India is making strides in the space industry and positioning itself as a reliable alternative to SpaceX, taking advantage of the geopolitical isolation of China and Russia. Last month, state-owned NewSpace India launched three dozen communication satellites for OneWeb from an island off the nation’s eastern coast, indicating India’s ambitions in the sector. By 2025, the space economy is expected to grow to $600bn from $447bn in 2020, according to Ernst & Young estimates.
India has emerged as a viable option for satellite launches since China and Russia, the long-running state space program providers, are now off limits to many would-be customers due to the war in Ukraine and Beijing’s tensions with the US. OneWeb turned to India after Russia scuppered the original launch last year, taking 36 of its spacecraft hostage. At the same time, France’s Arianespace has had difficulties getting its newest rocket ready for use, while Virgin Orbit Holdings ceased operations indefinitely after a launch failure in January.
China, in particular, has become a less appealing option for many satellite operators due to growing concerns about Beijing accessing Western technology. Conversely, India has moved closer to the US and other regional powers, including Australia and Japan, and the country’s launches cost less than other rivals.
Developing the space sector is a significant component of Prime Minister Narendra Modi’s Make in India campaign, which aims to position the world’s fifth-largest economy as a top destination for technological innovation. His administration has encouraged the growth of startups to make India’s space agency more business-friendly.
NewSpace, created in 2019 as the commercial arm of the national space agency, the India Space Research Organisation (ISRO), is ramping up production of India’s largest domestically developed rocket, the LVM3, to help India compete on the global stage. Neil Masterson, the CEO of OneWeb, said NewSpace has “a real opportunity to be a mainstream commercial launch provider.” Last fiscal year, the company posted revenue of $210mn and profit of $41mn. NewSpace provided satellite launch services for 52 international customers.
Last year, China conducted 64 launches, the Communist Party-backed newspaper Global Times reported. In contrast, India managed five similar launches, all by ISRO or NewSpace. However, the Indian government has eased rules for private sector satellite and rocket companies, enabling them to carry out independent space activities instead of being solely the suppliers to ISRO. The reforms also allow startups to access ISRO’s facilities, such as launchpads and laboratories. By 2025, the value of India’s satellite launch services could almost double to $1bn.

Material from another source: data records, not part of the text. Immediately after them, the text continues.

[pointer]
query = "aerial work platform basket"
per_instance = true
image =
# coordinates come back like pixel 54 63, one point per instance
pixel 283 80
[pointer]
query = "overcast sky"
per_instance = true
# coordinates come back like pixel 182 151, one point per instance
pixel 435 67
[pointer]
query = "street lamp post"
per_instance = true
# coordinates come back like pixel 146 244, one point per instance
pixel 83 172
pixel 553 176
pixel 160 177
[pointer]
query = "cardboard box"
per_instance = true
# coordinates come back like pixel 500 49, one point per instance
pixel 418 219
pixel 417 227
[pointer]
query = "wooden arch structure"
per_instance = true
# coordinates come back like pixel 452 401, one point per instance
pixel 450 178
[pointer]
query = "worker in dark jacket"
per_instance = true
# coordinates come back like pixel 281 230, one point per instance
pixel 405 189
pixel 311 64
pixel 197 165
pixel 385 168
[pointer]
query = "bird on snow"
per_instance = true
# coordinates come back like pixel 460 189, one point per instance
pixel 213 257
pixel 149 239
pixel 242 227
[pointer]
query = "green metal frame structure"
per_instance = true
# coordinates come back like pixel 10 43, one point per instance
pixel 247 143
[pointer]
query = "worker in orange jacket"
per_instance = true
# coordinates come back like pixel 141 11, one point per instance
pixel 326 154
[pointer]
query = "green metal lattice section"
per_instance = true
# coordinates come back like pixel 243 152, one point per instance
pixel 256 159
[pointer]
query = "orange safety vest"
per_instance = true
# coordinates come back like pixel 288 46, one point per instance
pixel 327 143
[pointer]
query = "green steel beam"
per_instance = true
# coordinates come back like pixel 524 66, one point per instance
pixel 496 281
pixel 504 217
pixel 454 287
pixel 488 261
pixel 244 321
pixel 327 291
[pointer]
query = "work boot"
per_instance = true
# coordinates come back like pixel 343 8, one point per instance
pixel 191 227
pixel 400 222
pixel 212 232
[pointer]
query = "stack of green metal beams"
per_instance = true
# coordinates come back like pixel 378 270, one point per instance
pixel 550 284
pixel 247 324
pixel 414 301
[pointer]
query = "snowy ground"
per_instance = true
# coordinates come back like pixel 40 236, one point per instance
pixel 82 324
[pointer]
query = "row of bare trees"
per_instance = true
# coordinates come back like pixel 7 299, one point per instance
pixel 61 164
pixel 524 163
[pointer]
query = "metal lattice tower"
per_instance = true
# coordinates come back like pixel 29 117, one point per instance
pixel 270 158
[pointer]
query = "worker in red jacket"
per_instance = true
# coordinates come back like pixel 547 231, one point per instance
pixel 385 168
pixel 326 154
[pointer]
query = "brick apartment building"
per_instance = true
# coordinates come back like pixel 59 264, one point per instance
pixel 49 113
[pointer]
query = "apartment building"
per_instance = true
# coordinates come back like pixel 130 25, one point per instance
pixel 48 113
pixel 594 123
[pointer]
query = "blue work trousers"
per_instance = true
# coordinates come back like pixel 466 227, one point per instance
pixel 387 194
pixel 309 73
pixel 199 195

India has a long way to go to catch up to China, which owned 13.6% of all earth-orbiting satellites as of March 2020, compared to India’s 2.3%, according to the Centre for Strategic and International Studies, a think tank in Washington. Furthermore, India’s rockets have had reliability issues in the past, with a success rate of about 70% in recent years compared to the 90s for rockets from the US, Europe, Russia, or China. Therefore, when choosing to launch in India, customers “are accepting a slightly higher risk of failure,” according to Jonathan McDowell, an astrophysicist at the Centre for Astrophysics, operated by Harvard University and the Smithsonian Institution.
Despite the challenges, India remains a popular choice for cost-efficient launches. In 2013, India sent an orbiter to Mars for a tenth of the price of a Nasa probe that went the same year. “There aren’t many players that have a large-capacity launch vehicle that’s cheap,” McDowell said. “And that’s not China or Russia.”